Speaking of which, networking is also more refined in Windows 7. Handling of Internet hot spots is much better than before, and the new HomeGroups feature lets you unify all Windows 7 computers and printers on your home network without having to mess with accounts or permissions. You just enter the same long, one-time password on each machine. (Only at Microsoft do “user-friendly” and “write down this password: E6fQ9UX3uR” appear in the same sentence.) Once that’s done, each computer can see the photos, music and documents on all the other ones. It’s a little buggy, but it’ll get there.

Compatibility is excellent. I connected a couple dozen cameras, phones, iPods, printers and scanners, and Windows 7 recognized them all. Recent, brand-name apps fare well, too, but there are no guarantees. I found a couple of smaller, older programs that wouldn’t work in Windows 7.

Some Windows 7 developments fall under the heading, “If you build it, they might come... eventually.” For example, the updated Windows Media Player program can now send music playback to another gadget on your network: an Xbox, digital picture frame, another Windows 7 machine and so on. The catch: the other gadget has to be D.L.N.A.-certified, which you’re supposed to know refers to an industry compatibility standard.

Or take the new Device Stage screen. When you connect a gadget to your PC, you’re supposed to see its actual photograph, model name and list of relevant features. But until all the gadget makers get on board, you sometimes see only generic icons here.

Even the multitouch feature of Windows 7 falls into that hit-or-miss category. On new laptops and even desktop PCs with multitouch screens, you can drag two fingers on the screen to rotate photos, scroll and zoom, exactly the way you do on an iPhone.
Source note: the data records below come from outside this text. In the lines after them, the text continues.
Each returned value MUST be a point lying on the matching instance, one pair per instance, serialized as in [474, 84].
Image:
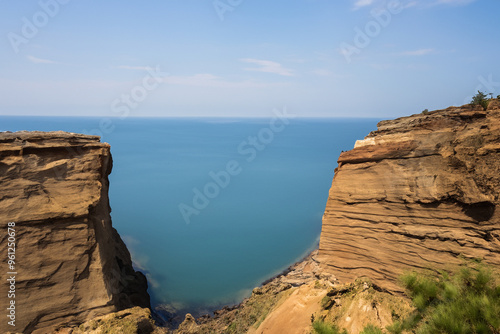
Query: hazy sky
[350, 58]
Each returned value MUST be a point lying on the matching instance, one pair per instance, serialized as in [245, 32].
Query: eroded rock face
[71, 263]
[420, 192]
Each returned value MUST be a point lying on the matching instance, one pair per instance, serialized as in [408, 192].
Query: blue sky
[243, 58]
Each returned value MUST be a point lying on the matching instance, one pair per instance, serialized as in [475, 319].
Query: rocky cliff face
[420, 192]
[71, 264]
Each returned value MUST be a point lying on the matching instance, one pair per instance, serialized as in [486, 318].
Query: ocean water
[210, 208]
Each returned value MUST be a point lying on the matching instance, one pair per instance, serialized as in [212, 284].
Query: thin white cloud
[362, 3]
[420, 52]
[135, 68]
[210, 80]
[267, 66]
[322, 72]
[455, 2]
[40, 60]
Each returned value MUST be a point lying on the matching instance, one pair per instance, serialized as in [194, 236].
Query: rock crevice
[71, 263]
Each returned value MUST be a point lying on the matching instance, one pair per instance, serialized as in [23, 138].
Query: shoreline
[298, 273]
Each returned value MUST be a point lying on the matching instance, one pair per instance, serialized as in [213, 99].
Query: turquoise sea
[210, 208]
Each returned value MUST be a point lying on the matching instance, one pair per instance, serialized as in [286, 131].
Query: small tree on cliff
[481, 99]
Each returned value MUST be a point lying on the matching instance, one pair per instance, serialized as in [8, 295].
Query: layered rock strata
[71, 264]
[421, 192]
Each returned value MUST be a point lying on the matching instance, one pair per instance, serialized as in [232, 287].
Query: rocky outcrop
[270, 305]
[420, 192]
[70, 262]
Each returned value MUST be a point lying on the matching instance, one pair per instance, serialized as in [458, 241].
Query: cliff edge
[421, 192]
[70, 263]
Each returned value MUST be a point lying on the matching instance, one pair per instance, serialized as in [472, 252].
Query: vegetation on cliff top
[482, 99]
[465, 302]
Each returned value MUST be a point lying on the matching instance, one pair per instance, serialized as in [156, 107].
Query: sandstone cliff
[71, 264]
[420, 192]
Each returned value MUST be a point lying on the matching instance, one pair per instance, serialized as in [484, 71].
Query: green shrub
[466, 302]
[321, 327]
[480, 99]
[371, 329]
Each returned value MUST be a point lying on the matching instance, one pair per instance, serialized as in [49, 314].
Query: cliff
[70, 263]
[421, 192]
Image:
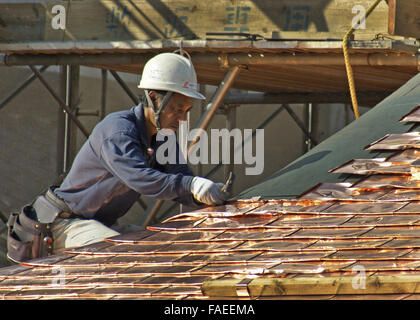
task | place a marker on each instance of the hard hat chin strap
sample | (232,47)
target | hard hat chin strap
(165,101)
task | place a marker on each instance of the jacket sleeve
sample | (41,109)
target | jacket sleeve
(122,155)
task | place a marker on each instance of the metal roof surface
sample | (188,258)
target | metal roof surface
(311,246)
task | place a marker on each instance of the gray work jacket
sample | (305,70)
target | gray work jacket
(113,167)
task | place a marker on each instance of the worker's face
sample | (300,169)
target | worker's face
(175,111)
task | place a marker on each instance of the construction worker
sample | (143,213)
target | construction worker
(115,165)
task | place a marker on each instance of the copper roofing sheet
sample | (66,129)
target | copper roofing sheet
(375,166)
(322,237)
(412,116)
(396,141)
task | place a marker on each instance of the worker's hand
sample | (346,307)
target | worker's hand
(207,192)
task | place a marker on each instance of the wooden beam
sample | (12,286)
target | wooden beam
(184,19)
(344,285)
(404,18)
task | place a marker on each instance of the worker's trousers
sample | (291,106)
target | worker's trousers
(70,233)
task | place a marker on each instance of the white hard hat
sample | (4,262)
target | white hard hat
(170,72)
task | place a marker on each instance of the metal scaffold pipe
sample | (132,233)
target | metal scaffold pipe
(217,59)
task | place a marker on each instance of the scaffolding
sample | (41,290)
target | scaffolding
(247,65)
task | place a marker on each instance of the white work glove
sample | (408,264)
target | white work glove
(207,192)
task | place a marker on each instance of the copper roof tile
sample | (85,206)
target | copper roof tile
(312,246)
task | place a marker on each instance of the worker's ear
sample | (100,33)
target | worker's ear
(155,97)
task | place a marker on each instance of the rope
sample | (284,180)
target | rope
(349,69)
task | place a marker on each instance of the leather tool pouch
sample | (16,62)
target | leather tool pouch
(28,238)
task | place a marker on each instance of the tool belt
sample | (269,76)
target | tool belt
(29,231)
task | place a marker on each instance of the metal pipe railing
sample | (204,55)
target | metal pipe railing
(218,59)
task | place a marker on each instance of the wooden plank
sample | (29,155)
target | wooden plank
(404,18)
(185,19)
(345,285)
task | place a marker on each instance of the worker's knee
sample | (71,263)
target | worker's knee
(70,233)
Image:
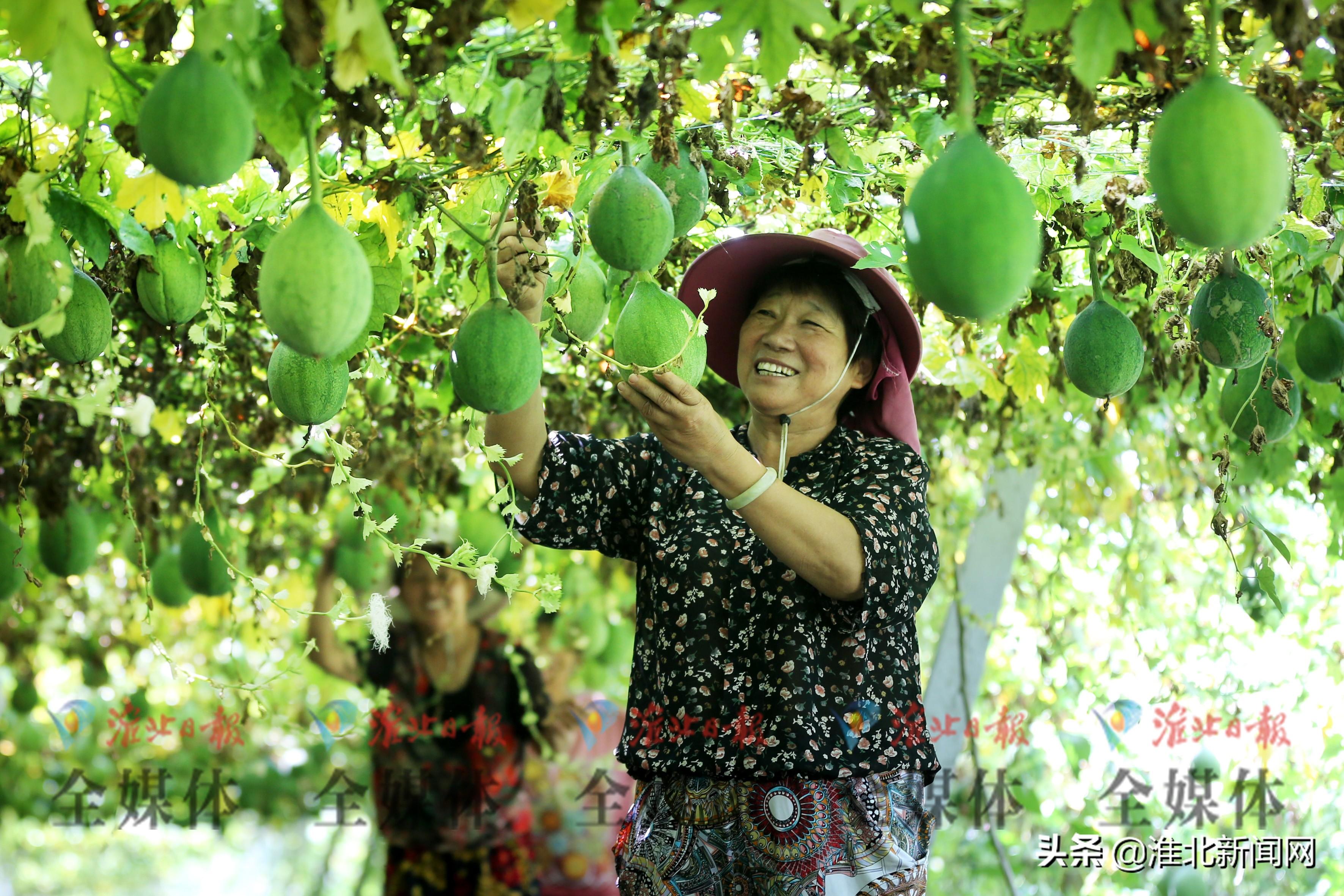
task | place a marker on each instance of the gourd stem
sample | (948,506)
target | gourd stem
(965,80)
(1096,270)
(315,173)
(1214,62)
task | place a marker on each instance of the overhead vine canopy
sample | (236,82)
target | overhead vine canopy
(415,127)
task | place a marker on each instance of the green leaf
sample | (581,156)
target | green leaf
(721,42)
(71,213)
(1143,14)
(1046,15)
(135,237)
(1273,539)
(928,129)
(838,148)
(881,256)
(1148,257)
(60,33)
(1099,34)
(277,119)
(1029,370)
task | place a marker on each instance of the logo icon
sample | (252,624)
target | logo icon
(1119,718)
(600,715)
(73,718)
(334,720)
(858,719)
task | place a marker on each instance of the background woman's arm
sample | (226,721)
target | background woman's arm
(330,653)
(814,541)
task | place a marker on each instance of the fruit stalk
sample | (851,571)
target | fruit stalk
(1096,270)
(1213,64)
(315,173)
(965,80)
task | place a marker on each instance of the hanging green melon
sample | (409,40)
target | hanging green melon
(24,699)
(685,183)
(203,569)
(1104,352)
(166,581)
(631,222)
(652,330)
(171,284)
(195,124)
(88,324)
(1257,604)
(1225,322)
(68,543)
(361,562)
(589,304)
(310,391)
(11,575)
(1205,764)
(497,359)
(31,277)
(1182,882)
(1320,348)
(315,285)
(972,240)
(1218,166)
(1261,407)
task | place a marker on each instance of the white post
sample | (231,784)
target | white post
(982,578)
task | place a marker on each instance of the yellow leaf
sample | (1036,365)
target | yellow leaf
(168,424)
(1029,373)
(694,102)
(525,14)
(629,44)
(151,196)
(342,203)
(389,221)
(561,187)
(815,189)
(406,144)
(29,203)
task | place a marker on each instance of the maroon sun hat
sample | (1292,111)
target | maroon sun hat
(736,268)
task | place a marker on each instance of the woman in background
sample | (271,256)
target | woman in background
(451,746)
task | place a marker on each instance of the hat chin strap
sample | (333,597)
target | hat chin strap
(784,418)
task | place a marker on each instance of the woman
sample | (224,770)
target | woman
(775,720)
(451,745)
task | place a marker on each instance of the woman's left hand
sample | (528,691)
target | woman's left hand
(683,420)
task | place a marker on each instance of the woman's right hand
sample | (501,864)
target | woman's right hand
(520,266)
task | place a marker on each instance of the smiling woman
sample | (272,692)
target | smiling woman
(775,606)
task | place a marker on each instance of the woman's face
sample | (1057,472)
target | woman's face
(802,332)
(435,601)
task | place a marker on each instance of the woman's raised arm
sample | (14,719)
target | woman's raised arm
(522,432)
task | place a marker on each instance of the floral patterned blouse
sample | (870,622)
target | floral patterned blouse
(741,668)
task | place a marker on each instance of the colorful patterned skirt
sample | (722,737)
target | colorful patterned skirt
(689,836)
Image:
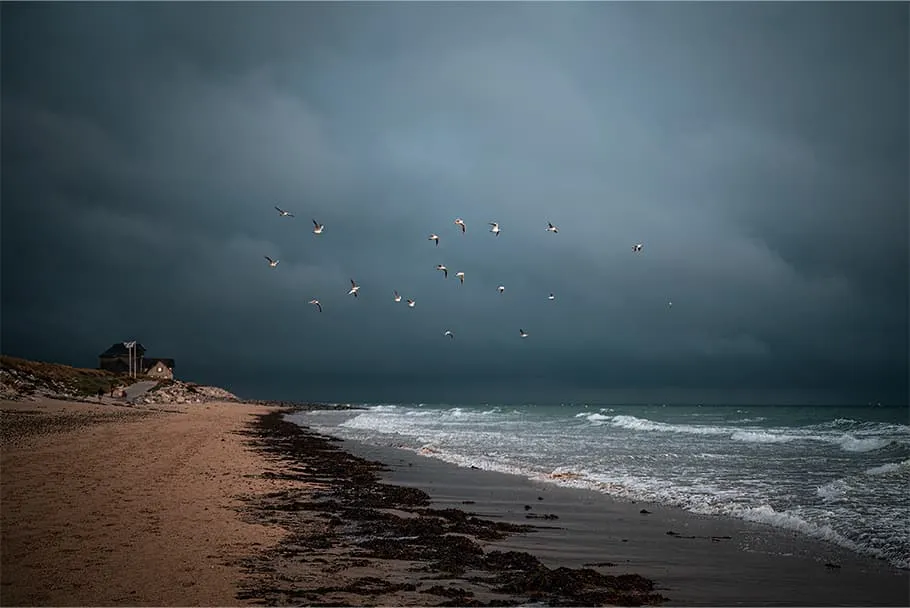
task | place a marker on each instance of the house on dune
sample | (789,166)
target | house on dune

Alas, software programs have to be rewritten to understand these gestures; for example, they all work in Microsoft’s Photo Gallery, but only the zoom gesture works in Google’s Picasa. You’re in for many “Doh!” moments as you realize you’ve reached out awkwardly with your arm, dragged around on the touch screen, and produced nothing but gross grease streaks.

Now, Windows 7 is still Windows. It’s still copy-protected, it still requires antivirus software and its visuals still aren’t consistent from one corner to another.

On the other hand, it’s still Windows in a good way, too, meaning that it’s your ticket to a world of choice — a huge catalog of software and computer options. This Win is a win if you’re in the market for a new machine, or if you’re running Vista now and you’re not thrilled by it.

Above all, Windows 7 means that Microsoft employees can show up in public without avoiding eye contact. Looks like 7 is a lucky number after all.